Vieles noch im vagen

Der 1. FC Magdeburg startet in seine dritte Zweitliga-Spielzeit. Saisonziel nach unten korrigiert: Klassenerhalt steht über allem. Von Rudi Bartlitz

Alte Fußball-Regel: Das erste Jahr nach einem Aufstieg ist für jedes Team schwer. Darin sind sich alle Auguren ausnahmsweise (fast) einig. Bange Überlegungen machen da, im Team wie bei Fans, die Runde: Wie packen wir das Neue? Reicht unsere Qualität? Können wir die Klasse halten? Das zweite Jahr, sagt eine andere alte Kicker-Weisheit, sei allen Erfahrungen zufolge noch schwerer. Da gelte, alles bisher Gezeigte zu bestätigen, zu zeigen, dass der Aufstieg keine Eintagsfliege war. Jetzt komme es auf Konstanz an. Und das dritte Jahr? Sind dann alle Sorgen weg? Worum geht es nun?  Genau diese Fragen bewegen den 1. FC Magdeburg vor dem Start in die Anfang August beginnende neue Zweitligasaison.

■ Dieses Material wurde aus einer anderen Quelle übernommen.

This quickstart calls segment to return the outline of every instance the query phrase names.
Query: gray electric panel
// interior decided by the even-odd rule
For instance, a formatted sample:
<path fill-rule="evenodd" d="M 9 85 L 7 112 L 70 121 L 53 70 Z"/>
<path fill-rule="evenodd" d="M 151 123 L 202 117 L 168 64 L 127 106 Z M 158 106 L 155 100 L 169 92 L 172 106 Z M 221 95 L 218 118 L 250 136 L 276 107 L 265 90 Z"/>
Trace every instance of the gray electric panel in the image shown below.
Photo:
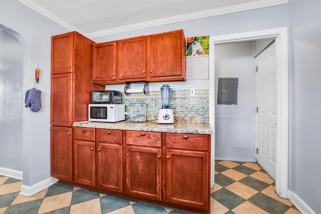
<path fill-rule="evenodd" d="M 237 105 L 239 78 L 219 78 L 217 104 Z"/>

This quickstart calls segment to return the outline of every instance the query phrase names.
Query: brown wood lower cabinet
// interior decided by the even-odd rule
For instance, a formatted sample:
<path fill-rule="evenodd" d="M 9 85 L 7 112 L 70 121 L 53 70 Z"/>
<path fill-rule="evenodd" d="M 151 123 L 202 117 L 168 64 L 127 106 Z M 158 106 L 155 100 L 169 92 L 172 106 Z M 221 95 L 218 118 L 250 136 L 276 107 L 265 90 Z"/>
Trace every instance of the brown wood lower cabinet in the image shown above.
<path fill-rule="evenodd" d="M 126 149 L 126 193 L 160 200 L 161 149 L 127 146 Z"/>
<path fill-rule="evenodd" d="M 74 176 L 73 181 L 67 183 L 209 212 L 210 135 L 73 128 Z M 52 136 L 63 134 L 59 134 Z M 66 143 L 58 147 L 70 149 Z M 52 153 L 57 148 L 52 148 Z M 71 162 L 70 157 L 63 158 Z M 52 164 L 58 163 L 66 165 L 52 159 Z M 68 176 L 60 176 L 62 182 L 70 181 L 70 172 L 63 172 Z"/>

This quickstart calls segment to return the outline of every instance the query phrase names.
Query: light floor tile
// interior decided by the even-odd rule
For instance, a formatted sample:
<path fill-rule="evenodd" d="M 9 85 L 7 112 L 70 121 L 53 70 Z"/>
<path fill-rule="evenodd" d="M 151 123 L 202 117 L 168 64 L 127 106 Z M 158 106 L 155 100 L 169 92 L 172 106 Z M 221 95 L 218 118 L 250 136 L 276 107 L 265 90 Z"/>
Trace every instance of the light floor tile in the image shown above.
<path fill-rule="evenodd" d="M 0 194 L 20 191 L 22 181 L 3 184 L 0 186 Z"/>
<path fill-rule="evenodd" d="M 289 209 L 284 212 L 284 214 L 301 214 L 301 212 L 292 207 L 290 207 Z"/>
<path fill-rule="evenodd" d="M 2 185 L 5 182 L 9 179 L 8 177 L 0 177 L 0 185 Z"/>
<path fill-rule="evenodd" d="M 222 188 L 223 188 L 223 186 L 220 186 L 220 185 L 216 183 L 214 183 L 214 191 L 213 191 L 213 192 L 216 192 L 217 190 L 219 190 L 220 189 L 221 189 Z M 212 193 L 212 192 L 211 193 Z"/>
<path fill-rule="evenodd" d="M 227 186 L 225 186 L 225 188 L 243 197 L 245 200 L 247 200 L 258 192 L 258 191 L 239 182 L 235 182 Z"/>
<path fill-rule="evenodd" d="M 135 212 L 131 205 L 125 206 L 107 213 L 108 214 L 135 214 Z"/>
<path fill-rule="evenodd" d="M 240 165 L 238 163 L 235 163 L 233 161 L 228 161 L 226 160 L 220 161 L 218 163 L 229 168 L 233 168 Z"/>
<path fill-rule="evenodd" d="M 262 168 L 261 168 L 261 166 L 260 166 L 260 165 L 258 164 L 257 163 L 252 163 L 252 162 L 248 162 L 246 163 L 244 163 L 242 165 L 243 165 L 243 166 L 248 167 L 249 168 L 255 169 L 256 170 L 258 170 L 258 171 L 262 169 Z"/>
<path fill-rule="evenodd" d="M 271 197 L 272 198 L 275 199 L 276 200 L 281 202 L 289 206 L 291 206 L 293 205 L 292 202 L 289 200 L 282 198 L 277 195 L 275 193 L 275 187 L 272 185 L 269 185 L 263 190 L 261 191 L 261 192 Z"/>
<path fill-rule="evenodd" d="M 211 213 L 223 214 L 229 210 L 222 203 L 211 197 Z"/>
<path fill-rule="evenodd" d="M 232 209 L 235 214 L 268 214 L 265 211 L 248 201 L 245 201 Z"/>
<path fill-rule="evenodd" d="M 242 172 L 240 172 L 232 169 L 224 171 L 224 172 L 221 172 L 221 174 L 224 174 L 224 175 L 229 177 L 230 178 L 232 178 L 236 181 L 240 180 L 247 176 Z"/>
<path fill-rule="evenodd" d="M 90 214 L 101 213 L 101 206 L 99 198 L 77 203 L 70 206 L 70 214 L 77 214 L 81 210 L 82 213 Z"/>
<path fill-rule="evenodd" d="M 3 208 L 0 208 L 0 214 L 4 214 L 5 213 L 5 212 L 6 211 L 6 210 L 7 210 L 7 208 L 8 207 L 8 206 L 6 206 L 5 207 L 3 207 Z"/>
<path fill-rule="evenodd" d="M 47 212 L 70 206 L 72 197 L 71 191 L 45 197 L 39 207 L 39 213 Z"/>
<path fill-rule="evenodd" d="M 254 172 L 250 175 L 250 176 L 260 180 L 261 181 L 265 182 L 269 184 L 271 184 L 274 182 L 274 180 L 272 179 L 268 174 L 260 171 Z"/>
<path fill-rule="evenodd" d="M 30 197 L 19 194 L 16 199 L 15 199 L 15 200 L 11 203 L 11 205 L 18 204 L 18 203 L 21 203 L 24 202 L 31 201 L 34 200 L 37 200 L 37 199 L 42 198 L 46 195 L 46 193 L 47 192 L 47 190 L 48 190 L 48 188 L 49 187 L 47 187 Z"/>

Exakt scheint die Antwort keiner zu kennen, nicht einmal Sportgeschäftsführer Otmar Schork oder Cheftrainer Christian Titz. Auf der Eröffnungspressekonferenz blieb jedenfalls vieles noch im vagen. Zwar sei man mit den bisherigen sechs Zugängen zufrieden, unterstrich Titz. Sie verkörpern Titz zufolge das, was er sich „gewünscht“ habe. Schork attestiert, man sei „gut aufgestellt”. Die größten Hoffnungen liegen dabei wohl vor allem auf Angreifer Mathijs Kaars, der aus der zweiten niederländischen Liga (Helmond Sport) kommt. Für ihn soll der FCM dortigen Quellen zufolge 800.000 Euro lockergemacht haben, vom Verein gibt es dazu keine Angaben. Kaars soll die Ladehemmungen, die in der letzten Saison vorn herrschten, überwinden helfen.


Es lässt sich nun sicher viel von Demut und Bescheidenheit sprechen, aber so rechte Zuversicht, dass dies die Top-Mannschaft für die neue Saison ist, ließ sich nur schwerlich herauslesen. Zumal Schork ankündigte, dass „der Kader noch nicht endgültig“ sei. Mit zwei, drei Zugängen könne noch gerechnet werden, das betreffe alle Mannschaftsteile. Dazu seien in der Kasse auch noch Mittel vorhanden.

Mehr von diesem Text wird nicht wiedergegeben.